When building a predictive model, it is frequent that observations include spatial attributes such as latitude and longitude. The aim of spatial sampling is to evaluate if a model exhibits poorer performace in some regions of the space. This is implemented in tidymodels
with the spatialsample
package. Package authors present how the package works in the package website using the ames
dataset. In this post, I will show another example of use of this package integrated in the tidymodels workflow using the cat_adoption
dataset.
I have also loaded the sf
package to create simple features objects from geographical information.
library(tidymodels)
library(spatialsample)
library(sf)
In the cat_adoption
dataset, the job consists of predicting if a rescued cat will be returned
to its owner or community or transfered
to another shelter or dying. Here I am transforming the target variable to factor, and placing the positive case first.
cat_adoption <- cat_adoption |>
mutate(event = as.factor(event))
levels(cat_adoption$event) <- c("transfered", "returned")
cat_adoption <- cat_adoption |>
mutate(event = factor(event, levels = c("returned", "transfered")))
We can see that the problem is quite balanced, being the positive case more prevalent than the negative.
cat_adoption |>
ggplot(aes(event, y = after_stat(count/sum(count)))) +
geom_bar() +
labs(title = "Target Variable", x = NULL, y = NULL)
The dataset includes the variables longitude
and latitude
of the intake or capture of each cat. Here I am plotting the locations of all the cats in the dataset, representing the values of the target variable with different colors. We can see that the target variable is equally distributed across space.
cat_adoption_sf <- st_as_sf(cat_adoption,
coords = c("longitude", "latitude"),
crs = 4326)
ggplot(cat_adoption_sf) +
geom_sf(aes(color = event), size = 0.25) +
labs(title = "Position of cats", x = NULL, y = NULL) +
scale_color_manual(values = c("red", "blue")) +
theme_minimal(base_size = 8) +
theme(legend.position = "bottom")
A Decision Tree Model
Let’s define the elements of a tidymodels
framework for this job. First, I will split the dataset into train and test with initial_split()
. Note that I am using the original cat_adoption
dataset without spatial attributes.
set.seed(111)
split <- initial_split(cat_adoption, prop = 0.2, strata = "event")
Secondly, I am defining a recipe. Apart from the step_corr()
and step_nzv()
correlation and near-zero variance filters, the recipe includes:
- removing
latitude
andlongitude
. - collapse low-frequency levels of
intake_condition
into an other level withstep_other()
.
rec_cats <- recipe(event ~ ., training(split)) |>
step_rm(latitude:longitude) |>
step_corr() |>
step_nzv() |>
step_other(intake_condition, threshold = 0.1)

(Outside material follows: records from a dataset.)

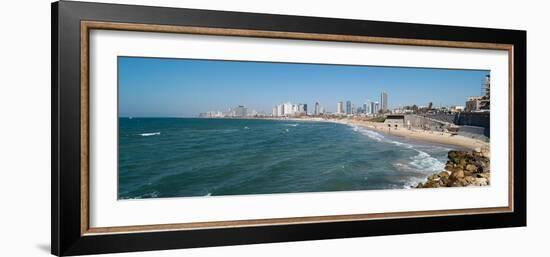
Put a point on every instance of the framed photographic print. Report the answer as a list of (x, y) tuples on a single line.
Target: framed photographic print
[(177, 128)]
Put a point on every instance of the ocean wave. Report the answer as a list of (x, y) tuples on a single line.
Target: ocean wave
[(149, 134), (369, 133), (426, 163)]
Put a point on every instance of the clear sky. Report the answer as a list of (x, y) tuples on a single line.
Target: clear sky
[(157, 87)]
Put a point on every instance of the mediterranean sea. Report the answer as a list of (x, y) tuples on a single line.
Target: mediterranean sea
[(188, 157)]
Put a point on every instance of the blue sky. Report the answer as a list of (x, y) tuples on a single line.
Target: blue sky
[(157, 87)]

The opportunity of the step_other()
recipe comes after exploring the levels of intake_condition
.
cat_adoption |>
ggplot(aes(intake_condition, y = after_stat(count/sum(count)))) +
geom_bar() +
labs(title = "Intake Condition", x = NULL, y = NULL)
Here is the distribution of intake_condition
after applying the recipe.
rec_cats |> prep() |> juice() |>
ggplot(aes(intake_condition, y = after_stat(count/sum(count)))) +
geom_bar() +
labs(title = "Intake Condition Preprocessed", x = NULL, y = NULL)

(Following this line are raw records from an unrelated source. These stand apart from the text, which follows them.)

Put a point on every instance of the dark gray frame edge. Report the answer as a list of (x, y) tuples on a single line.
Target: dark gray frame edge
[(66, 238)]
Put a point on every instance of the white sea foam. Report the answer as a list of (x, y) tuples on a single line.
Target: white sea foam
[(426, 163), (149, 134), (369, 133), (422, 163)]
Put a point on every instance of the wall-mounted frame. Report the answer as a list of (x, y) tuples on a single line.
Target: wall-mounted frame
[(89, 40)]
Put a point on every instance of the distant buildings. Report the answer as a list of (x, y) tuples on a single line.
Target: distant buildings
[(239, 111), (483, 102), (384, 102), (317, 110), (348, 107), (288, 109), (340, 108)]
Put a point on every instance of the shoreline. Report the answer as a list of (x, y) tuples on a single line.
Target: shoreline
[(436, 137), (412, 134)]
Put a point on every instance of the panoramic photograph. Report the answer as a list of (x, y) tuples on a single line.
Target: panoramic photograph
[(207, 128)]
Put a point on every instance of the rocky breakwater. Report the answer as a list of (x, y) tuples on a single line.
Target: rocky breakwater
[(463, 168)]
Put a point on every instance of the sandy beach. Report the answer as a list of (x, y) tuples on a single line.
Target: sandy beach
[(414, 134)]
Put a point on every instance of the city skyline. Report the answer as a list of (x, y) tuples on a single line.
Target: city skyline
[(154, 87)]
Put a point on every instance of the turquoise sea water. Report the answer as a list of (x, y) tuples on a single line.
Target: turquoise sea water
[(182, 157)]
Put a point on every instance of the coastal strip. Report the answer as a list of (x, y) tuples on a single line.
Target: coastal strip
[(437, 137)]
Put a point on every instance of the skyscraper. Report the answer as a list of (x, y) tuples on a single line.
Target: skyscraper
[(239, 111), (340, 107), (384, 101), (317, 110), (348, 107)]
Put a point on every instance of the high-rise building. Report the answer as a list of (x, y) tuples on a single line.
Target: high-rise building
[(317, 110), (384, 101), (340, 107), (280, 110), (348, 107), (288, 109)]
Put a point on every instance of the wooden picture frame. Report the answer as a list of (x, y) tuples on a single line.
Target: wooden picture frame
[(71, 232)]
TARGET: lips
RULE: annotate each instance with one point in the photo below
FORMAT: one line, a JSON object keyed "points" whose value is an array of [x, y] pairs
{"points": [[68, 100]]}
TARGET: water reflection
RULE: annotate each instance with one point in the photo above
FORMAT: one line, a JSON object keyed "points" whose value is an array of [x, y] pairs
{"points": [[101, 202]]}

The rest of elements of the modelling framework are:
dt
: a decision tree model with the rpart package.folds
: a split of the training set into five folds for cross validation.cm
: a metric set including accuracy, sensitivity and specificity.
dt <- decision_tree(mode = "classification") |>
set_engine("rpart")
folds <- vfold_cv(training(split), v = 5, strata = "event")
cm <- metric_set(sens, spec, accuracy)
We can use fit_resamples()
to evaluate this model with cross validation.
fit_resamples(object = dt,
preprocessor = rec_cats,
resamples = folds,
metrics = cm) |>
collect_metrics()
## # A tibble: 3 × 6
## .metric .estimator mean n std_err .config
## <chr> <chr> <dbl> <int> <dbl> <chr>
## 1 accuracy binary 0.820 5 0.0172 Preprocessor1_Model1
## 2 sens binary 0.832 5 0.0307 Preprocessor1_Model1
## 3 spec binary 0.799 5 0.0152 Preprocessor1_Model1
In spite of its simplicity, the decision tree model achieves good results in the three classification metrics.
Spatial Resampling
The folds for cross validation defined with vfold_cv()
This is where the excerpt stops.